This swelling is due to fluid building up in the fibrous capsule that surrounds the implant and does not develop in the breast tissue itself. It can also present as a swelling or lump in the breast or armpit.
The incidence of BIA-ALCL is very low – in the millions of breast implants used worldwide, the American FDA reported 660 cases with nine deaths as of September 30, 2018. In Australia and New Zealand, 92 patients have been diagnosed with the condition, which has caused five deaths mostly related to the treatment with radiotherapy. Removing the Implant and Capsule after detection has been found to be a very effective treatment.
What Causes BIA-ALCL?
Currently, there is no exact answer to this question, but Australian and New Zealand Plastic Surgeons, along with local and international research organisations are working hard to find the cause of BIA-ALCL. All BIA-ALCL findings are reported to the TGA in Australia and Medsafe in New Zealand.
The theory with the most scientific evidence includes bacterial growth on the surface of a textured breast implant in women with associated additional genetic risk factors.
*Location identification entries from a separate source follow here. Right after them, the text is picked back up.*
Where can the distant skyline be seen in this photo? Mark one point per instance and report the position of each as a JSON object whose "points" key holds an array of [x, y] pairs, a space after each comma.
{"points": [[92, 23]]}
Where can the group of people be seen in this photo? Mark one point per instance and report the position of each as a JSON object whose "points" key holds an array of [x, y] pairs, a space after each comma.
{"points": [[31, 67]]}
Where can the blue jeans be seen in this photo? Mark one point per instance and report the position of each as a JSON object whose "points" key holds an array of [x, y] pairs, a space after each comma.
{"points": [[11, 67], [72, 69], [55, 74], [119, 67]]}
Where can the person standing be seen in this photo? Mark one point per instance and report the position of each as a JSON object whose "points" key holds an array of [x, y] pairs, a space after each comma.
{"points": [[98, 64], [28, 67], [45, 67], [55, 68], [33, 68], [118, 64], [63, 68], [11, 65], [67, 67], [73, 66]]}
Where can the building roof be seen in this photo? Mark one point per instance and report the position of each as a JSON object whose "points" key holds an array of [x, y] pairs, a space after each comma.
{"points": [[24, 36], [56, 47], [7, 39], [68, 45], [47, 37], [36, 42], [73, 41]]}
These factors may lead to the development of a sustained immune response that can transform into lymphoma in a small number of patients over a long time.
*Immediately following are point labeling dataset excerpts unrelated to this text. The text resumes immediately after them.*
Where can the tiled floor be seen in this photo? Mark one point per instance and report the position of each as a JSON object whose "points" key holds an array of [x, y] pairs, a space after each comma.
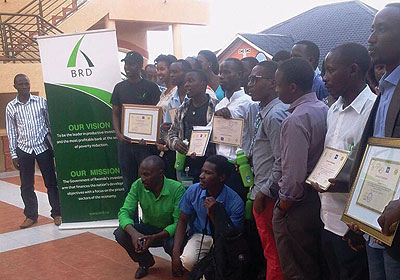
{"points": [[46, 252]]}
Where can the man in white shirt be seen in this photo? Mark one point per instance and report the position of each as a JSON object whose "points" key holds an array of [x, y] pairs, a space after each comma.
{"points": [[234, 105], [345, 70]]}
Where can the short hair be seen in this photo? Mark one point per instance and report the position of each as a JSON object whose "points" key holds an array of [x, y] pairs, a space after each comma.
{"points": [[222, 165], [149, 65], [20, 75], [270, 67], [155, 160], [298, 71], [212, 58], [350, 53], [281, 56], [167, 59], [311, 49], [251, 60], [236, 62], [200, 74], [185, 65]]}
Infection Control Standards and BIA-ALCL
An international study on 42,000 Allergan Biocell and Silimed Polyurethane Breast Implants performed by Plastic Surgeons that included a ten-year follow-up on patients found no BIA-ALCL. With no cases of BIA- ALCL in 42,000 textured breast implants, this study throws up some important and helpful facts.
The link between the different surgeons was keen attention to operative detail and in particular bacterial mitigation strategies known as the 14-Point-Plan. The other important common feature in this study apart from the use of the textured implants is the academic, scientific and technical expertise of Board Certified Specialist Plastic Surgeons who participated in this study who have all completed accredited Plastic Surgery training in their respective countries, namely USA, UK, Sweden and Australia. The technical skill of the Board Certified Specialist Plastic Surgeons and the diligent and systematic application of antimicrobial strategies routinely with breast implant surgery has translated into better outcomes as revealed in this study.
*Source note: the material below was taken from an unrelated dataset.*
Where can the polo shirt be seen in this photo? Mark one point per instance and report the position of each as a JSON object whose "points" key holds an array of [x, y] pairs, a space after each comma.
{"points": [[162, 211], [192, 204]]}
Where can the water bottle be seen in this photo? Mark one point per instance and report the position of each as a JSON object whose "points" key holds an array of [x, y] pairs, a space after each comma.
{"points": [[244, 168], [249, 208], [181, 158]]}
Licensed Facilities, Infection Control, use of TGA Approved Products, and a Commitment to Lifelong Learning Ensures Safety and Quality in Breast Implant Surgery.
- In Australia and New Zealand, Specialist Plastic Surgeons operate in licensed facilities that have excellent infection control standards in breast implant surgery to ensure the best outcomes for patients.
- Specialist Plastic Surgeons undergo extensive training in surgical safety, infection prevention techniques and implant selection to ensure a low risk of infection.
- To further increase patient safety in Breast Implant surgery, a 14-Point-Plan has been developed by Specialist Plastic Surgeons to minimise the risk of bacterial contamination of an implant and improve outcomes.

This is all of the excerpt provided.